The Strong Heart Study is an ongoing study of American Indians residing in 13 tribal communities in three geographic areas (AZ, OK, and SD/ND) to study prevalence and incidence of cardiovascular disease and to identify risk factors. We will be examining the 4-year cumulative incidence of diabetes with one risk factor, glucose tolerance. We are curious if the proportion of individuals diagnosed with diabetes is different between glucose tolerances.

  • Impaired glucose: normal or impaired glucose tolerance at baseline visit (between 1988 and 1991)
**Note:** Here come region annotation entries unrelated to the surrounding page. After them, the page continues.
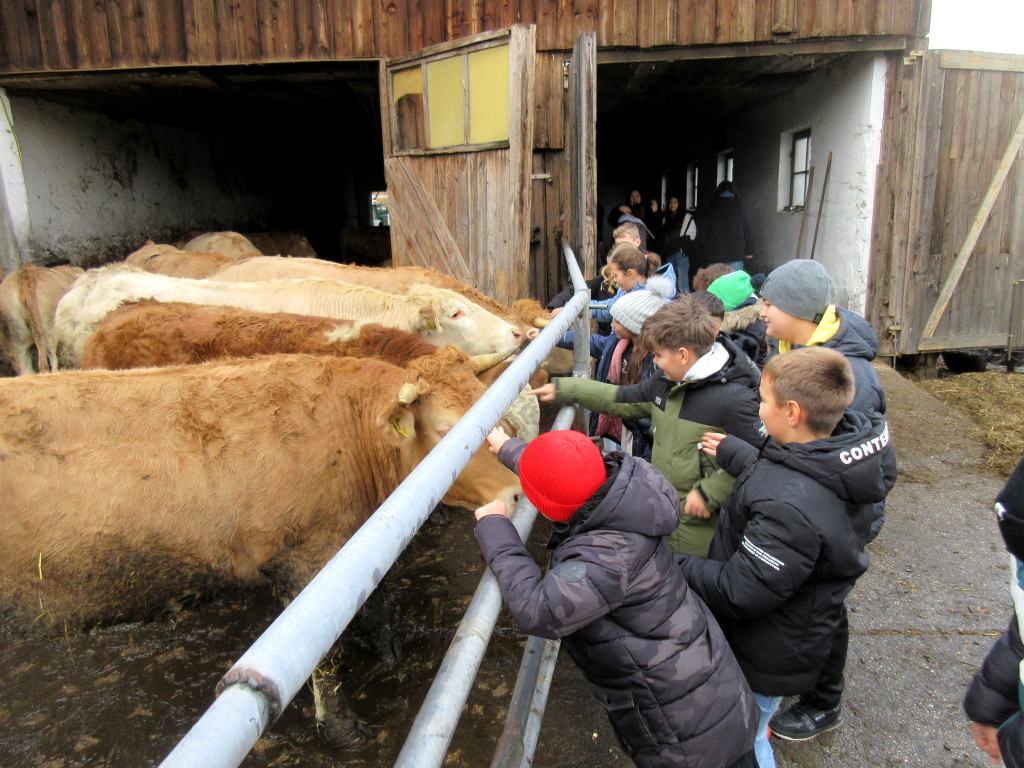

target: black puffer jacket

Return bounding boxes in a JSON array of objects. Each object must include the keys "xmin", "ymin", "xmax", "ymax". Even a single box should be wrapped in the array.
[
  {"xmin": 476, "ymin": 438, "xmax": 758, "ymax": 768},
  {"xmin": 680, "ymin": 410, "xmax": 896, "ymax": 696},
  {"xmin": 964, "ymin": 614, "xmax": 1024, "ymax": 768}
]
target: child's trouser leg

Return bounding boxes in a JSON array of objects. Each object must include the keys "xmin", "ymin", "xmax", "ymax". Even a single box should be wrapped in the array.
[{"xmin": 754, "ymin": 693, "xmax": 782, "ymax": 768}]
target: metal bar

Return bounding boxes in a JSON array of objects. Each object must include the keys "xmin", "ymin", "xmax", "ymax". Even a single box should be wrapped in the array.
[
  {"xmin": 161, "ymin": 284, "xmax": 589, "ymax": 768},
  {"xmin": 394, "ymin": 406, "xmax": 575, "ymax": 768},
  {"xmin": 520, "ymin": 640, "xmax": 561, "ymax": 768},
  {"xmin": 921, "ymin": 109, "xmax": 1024, "ymax": 338}
]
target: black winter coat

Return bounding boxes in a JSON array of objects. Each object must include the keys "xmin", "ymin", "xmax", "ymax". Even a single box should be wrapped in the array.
[
  {"xmin": 476, "ymin": 438, "xmax": 758, "ymax": 768},
  {"xmin": 964, "ymin": 615, "xmax": 1024, "ymax": 768},
  {"xmin": 680, "ymin": 410, "xmax": 896, "ymax": 696}
]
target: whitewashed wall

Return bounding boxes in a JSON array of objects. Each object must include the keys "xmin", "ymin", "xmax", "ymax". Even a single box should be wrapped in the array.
[
  {"xmin": 723, "ymin": 54, "xmax": 887, "ymax": 312},
  {"xmin": 0, "ymin": 92, "xmax": 271, "ymax": 271}
]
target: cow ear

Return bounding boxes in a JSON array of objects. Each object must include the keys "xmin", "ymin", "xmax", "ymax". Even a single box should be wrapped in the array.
[{"xmin": 420, "ymin": 301, "xmax": 441, "ymax": 331}]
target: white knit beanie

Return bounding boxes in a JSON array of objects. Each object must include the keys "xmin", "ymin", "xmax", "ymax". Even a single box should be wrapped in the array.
[{"xmin": 609, "ymin": 275, "xmax": 675, "ymax": 334}]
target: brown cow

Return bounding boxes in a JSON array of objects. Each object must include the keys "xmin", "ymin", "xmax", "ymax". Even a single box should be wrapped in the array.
[
  {"xmin": 82, "ymin": 301, "xmax": 547, "ymax": 440},
  {"xmin": 0, "ymin": 264, "xmax": 83, "ymax": 376},
  {"xmin": 0, "ymin": 348, "xmax": 520, "ymax": 738},
  {"xmin": 125, "ymin": 241, "xmax": 238, "ymax": 280},
  {"xmin": 208, "ymin": 256, "xmax": 550, "ymax": 335},
  {"xmin": 181, "ymin": 231, "xmax": 260, "ymax": 257}
]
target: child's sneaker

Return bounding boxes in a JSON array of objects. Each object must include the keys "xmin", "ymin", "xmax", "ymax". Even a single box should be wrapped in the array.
[{"xmin": 770, "ymin": 701, "xmax": 843, "ymax": 741}]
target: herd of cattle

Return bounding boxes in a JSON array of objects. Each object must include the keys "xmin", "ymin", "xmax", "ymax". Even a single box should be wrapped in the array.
[{"xmin": 0, "ymin": 233, "xmax": 548, "ymax": 643}]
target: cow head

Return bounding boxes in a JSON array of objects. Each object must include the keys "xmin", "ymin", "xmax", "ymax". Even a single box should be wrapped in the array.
[
  {"xmin": 378, "ymin": 347, "xmax": 522, "ymax": 518},
  {"xmin": 409, "ymin": 284, "xmax": 523, "ymax": 354}
]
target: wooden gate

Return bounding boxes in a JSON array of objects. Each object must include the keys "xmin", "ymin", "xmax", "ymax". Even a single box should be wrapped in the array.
[
  {"xmin": 381, "ymin": 26, "xmax": 536, "ymax": 303},
  {"xmin": 868, "ymin": 51, "xmax": 1024, "ymax": 355}
]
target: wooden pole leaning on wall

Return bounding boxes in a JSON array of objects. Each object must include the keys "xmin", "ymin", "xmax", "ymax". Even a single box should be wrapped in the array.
[
  {"xmin": 807, "ymin": 153, "xmax": 831, "ymax": 261},
  {"xmin": 921, "ymin": 108, "xmax": 1024, "ymax": 339},
  {"xmin": 796, "ymin": 166, "xmax": 814, "ymax": 259}
]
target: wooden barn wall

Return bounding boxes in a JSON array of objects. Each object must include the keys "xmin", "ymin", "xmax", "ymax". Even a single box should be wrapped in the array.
[
  {"xmin": 868, "ymin": 51, "xmax": 1024, "ymax": 354},
  {"xmin": 0, "ymin": 0, "xmax": 931, "ymax": 73}
]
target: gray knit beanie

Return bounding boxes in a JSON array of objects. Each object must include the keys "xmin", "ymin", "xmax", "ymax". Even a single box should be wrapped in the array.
[
  {"xmin": 608, "ymin": 275, "xmax": 674, "ymax": 334},
  {"xmin": 761, "ymin": 259, "xmax": 831, "ymax": 323}
]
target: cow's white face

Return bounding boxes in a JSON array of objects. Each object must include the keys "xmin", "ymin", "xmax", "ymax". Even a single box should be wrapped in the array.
[
  {"xmin": 410, "ymin": 286, "xmax": 522, "ymax": 354},
  {"xmin": 390, "ymin": 370, "xmax": 522, "ymax": 510}
]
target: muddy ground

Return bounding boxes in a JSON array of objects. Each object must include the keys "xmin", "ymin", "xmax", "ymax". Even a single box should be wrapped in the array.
[{"xmin": 0, "ymin": 368, "xmax": 1021, "ymax": 768}]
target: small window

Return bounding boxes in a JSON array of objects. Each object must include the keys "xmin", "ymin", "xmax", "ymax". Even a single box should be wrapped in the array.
[
  {"xmin": 390, "ymin": 42, "xmax": 510, "ymax": 153},
  {"xmin": 370, "ymin": 191, "xmax": 391, "ymax": 226},
  {"xmin": 718, "ymin": 150, "xmax": 732, "ymax": 184},
  {"xmin": 686, "ymin": 161, "xmax": 700, "ymax": 213},
  {"xmin": 788, "ymin": 128, "xmax": 811, "ymax": 211}
]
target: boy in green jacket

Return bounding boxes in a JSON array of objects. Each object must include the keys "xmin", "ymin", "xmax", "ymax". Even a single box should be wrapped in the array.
[{"xmin": 531, "ymin": 296, "xmax": 765, "ymax": 557}]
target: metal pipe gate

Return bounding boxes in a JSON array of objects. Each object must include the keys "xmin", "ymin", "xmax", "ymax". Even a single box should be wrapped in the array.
[{"xmin": 161, "ymin": 246, "xmax": 590, "ymax": 768}]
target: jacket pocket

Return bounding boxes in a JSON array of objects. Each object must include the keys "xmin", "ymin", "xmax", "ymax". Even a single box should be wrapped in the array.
[{"xmin": 594, "ymin": 686, "xmax": 662, "ymax": 755}]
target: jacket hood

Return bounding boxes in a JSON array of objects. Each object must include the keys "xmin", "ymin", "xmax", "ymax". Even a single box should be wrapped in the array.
[
  {"xmin": 568, "ymin": 451, "xmax": 679, "ymax": 537},
  {"xmin": 673, "ymin": 334, "xmax": 761, "ymax": 389},
  {"xmin": 763, "ymin": 410, "xmax": 896, "ymax": 505},
  {"xmin": 822, "ymin": 309, "xmax": 879, "ymax": 360}
]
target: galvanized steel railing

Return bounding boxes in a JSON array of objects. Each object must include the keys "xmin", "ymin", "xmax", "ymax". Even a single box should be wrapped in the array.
[{"xmin": 161, "ymin": 246, "xmax": 590, "ymax": 768}]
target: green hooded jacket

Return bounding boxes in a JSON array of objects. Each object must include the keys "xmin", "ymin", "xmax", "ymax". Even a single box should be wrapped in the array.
[{"xmin": 554, "ymin": 335, "xmax": 765, "ymax": 557}]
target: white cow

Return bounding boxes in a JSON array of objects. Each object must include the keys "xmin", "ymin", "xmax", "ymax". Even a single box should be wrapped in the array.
[{"xmin": 54, "ymin": 264, "xmax": 522, "ymax": 368}]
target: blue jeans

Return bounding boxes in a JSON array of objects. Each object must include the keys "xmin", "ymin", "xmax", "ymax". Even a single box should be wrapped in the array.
[
  {"xmin": 666, "ymin": 251, "xmax": 690, "ymax": 294},
  {"xmin": 754, "ymin": 693, "xmax": 782, "ymax": 768}
]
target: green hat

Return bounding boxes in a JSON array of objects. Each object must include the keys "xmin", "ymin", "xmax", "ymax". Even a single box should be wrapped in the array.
[{"xmin": 708, "ymin": 269, "xmax": 754, "ymax": 312}]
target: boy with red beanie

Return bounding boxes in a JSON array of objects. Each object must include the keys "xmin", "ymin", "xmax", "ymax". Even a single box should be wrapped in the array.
[{"xmin": 476, "ymin": 428, "xmax": 758, "ymax": 768}]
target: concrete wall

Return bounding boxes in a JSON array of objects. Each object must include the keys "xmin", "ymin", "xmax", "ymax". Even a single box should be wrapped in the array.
[
  {"xmin": 729, "ymin": 54, "xmax": 887, "ymax": 312},
  {"xmin": 0, "ymin": 92, "xmax": 272, "ymax": 269}
]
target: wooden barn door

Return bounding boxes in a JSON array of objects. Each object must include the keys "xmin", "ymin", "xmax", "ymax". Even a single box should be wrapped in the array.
[
  {"xmin": 380, "ymin": 26, "xmax": 537, "ymax": 304},
  {"xmin": 868, "ymin": 51, "xmax": 1024, "ymax": 355}
]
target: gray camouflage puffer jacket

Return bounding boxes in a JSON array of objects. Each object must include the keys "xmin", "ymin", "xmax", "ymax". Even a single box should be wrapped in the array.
[{"xmin": 476, "ymin": 438, "xmax": 758, "ymax": 768}]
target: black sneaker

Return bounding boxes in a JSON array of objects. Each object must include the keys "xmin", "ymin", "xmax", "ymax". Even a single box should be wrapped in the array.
[{"xmin": 769, "ymin": 701, "xmax": 843, "ymax": 741}]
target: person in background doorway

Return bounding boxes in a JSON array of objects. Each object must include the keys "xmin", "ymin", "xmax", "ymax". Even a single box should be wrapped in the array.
[
  {"xmin": 694, "ymin": 181, "xmax": 753, "ymax": 269},
  {"xmin": 662, "ymin": 196, "xmax": 696, "ymax": 293}
]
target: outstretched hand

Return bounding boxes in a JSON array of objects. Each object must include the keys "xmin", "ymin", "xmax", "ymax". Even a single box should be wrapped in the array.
[
  {"xmin": 526, "ymin": 384, "xmax": 556, "ymax": 402},
  {"xmin": 487, "ymin": 427, "xmax": 512, "ymax": 454},
  {"xmin": 700, "ymin": 432, "xmax": 727, "ymax": 457}
]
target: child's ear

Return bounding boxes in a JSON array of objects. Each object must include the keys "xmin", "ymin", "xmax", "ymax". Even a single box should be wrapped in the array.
[{"xmin": 785, "ymin": 400, "xmax": 804, "ymax": 427}]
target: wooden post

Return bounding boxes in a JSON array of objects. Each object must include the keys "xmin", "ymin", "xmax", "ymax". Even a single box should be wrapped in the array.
[
  {"xmin": 791, "ymin": 166, "xmax": 814, "ymax": 259},
  {"xmin": 921, "ymin": 107, "xmax": 1024, "ymax": 338}
]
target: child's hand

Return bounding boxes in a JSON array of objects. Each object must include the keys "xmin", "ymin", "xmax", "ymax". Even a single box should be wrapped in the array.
[
  {"xmin": 487, "ymin": 427, "xmax": 512, "ymax": 454},
  {"xmin": 475, "ymin": 499, "xmax": 507, "ymax": 520},
  {"xmin": 700, "ymin": 432, "xmax": 726, "ymax": 456},
  {"xmin": 526, "ymin": 384, "xmax": 555, "ymax": 402},
  {"xmin": 971, "ymin": 723, "xmax": 1001, "ymax": 765},
  {"xmin": 683, "ymin": 488, "xmax": 711, "ymax": 520}
]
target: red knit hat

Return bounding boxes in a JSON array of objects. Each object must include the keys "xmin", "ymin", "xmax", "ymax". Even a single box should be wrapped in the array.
[{"xmin": 519, "ymin": 429, "xmax": 606, "ymax": 522}]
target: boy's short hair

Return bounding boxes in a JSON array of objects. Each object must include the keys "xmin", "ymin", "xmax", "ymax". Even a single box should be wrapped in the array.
[
  {"xmin": 693, "ymin": 263, "xmax": 735, "ymax": 291},
  {"xmin": 761, "ymin": 346, "xmax": 855, "ymax": 434},
  {"xmin": 611, "ymin": 221, "xmax": 640, "ymax": 241},
  {"xmin": 640, "ymin": 294, "xmax": 718, "ymax": 357},
  {"xmin": 690, "ymin": 291, "xmax": 725, "ymax": 321}
]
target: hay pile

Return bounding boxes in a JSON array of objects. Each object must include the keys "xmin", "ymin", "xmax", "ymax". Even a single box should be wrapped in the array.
[{"xmin": 914, "ymin": 371, "xmax": 1024, "ymax": 476}]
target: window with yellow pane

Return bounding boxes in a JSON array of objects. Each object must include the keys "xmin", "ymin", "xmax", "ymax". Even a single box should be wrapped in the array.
[{"xmin": 390, "ymin": 44, "xmax": 509, "ymax": 154}]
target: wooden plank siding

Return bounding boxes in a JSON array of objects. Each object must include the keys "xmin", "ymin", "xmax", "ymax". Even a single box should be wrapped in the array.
[
  {"xmin": 868, "ymin": 51, "xmax": 1024, "ymax": 355},
  {"xmin": 0, "ymin": 0, "xmax": 931, "ymax": 74}
]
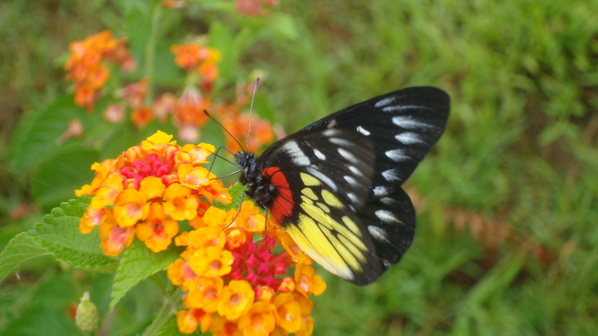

  • Diabetes: Indicator of diabetes at follow-up visit (roughly four years after baseline) according to two-hour oral glucose tolerance test

The data are in SHS_data.csv located in the Data folder of the shared OneDrive folder. The following table summarizes the data:

Glucose
Diabetes
Total
Not diabetic Diabetic
Impaired 334 198 532
Normal 1004 128 1132
Total 1338 326 1664

2.2.1 Run a hypothesis test

Complete the hypothesis test to see if the proportion of individuals diagnosed with diabetes is different between glucose tolerances. (Reminder: Follow all steps and put your conclusion in context of the Strong Heart Study)

2.2.2 Calculate the confidence interval for the difference in proportions

Calculate and interpret the 95% confidence interval for the difference in proportions using the formula. Is it consistent with CI from the R output of the hypothesis test? (Reminder: Make sure to check the assumptions!)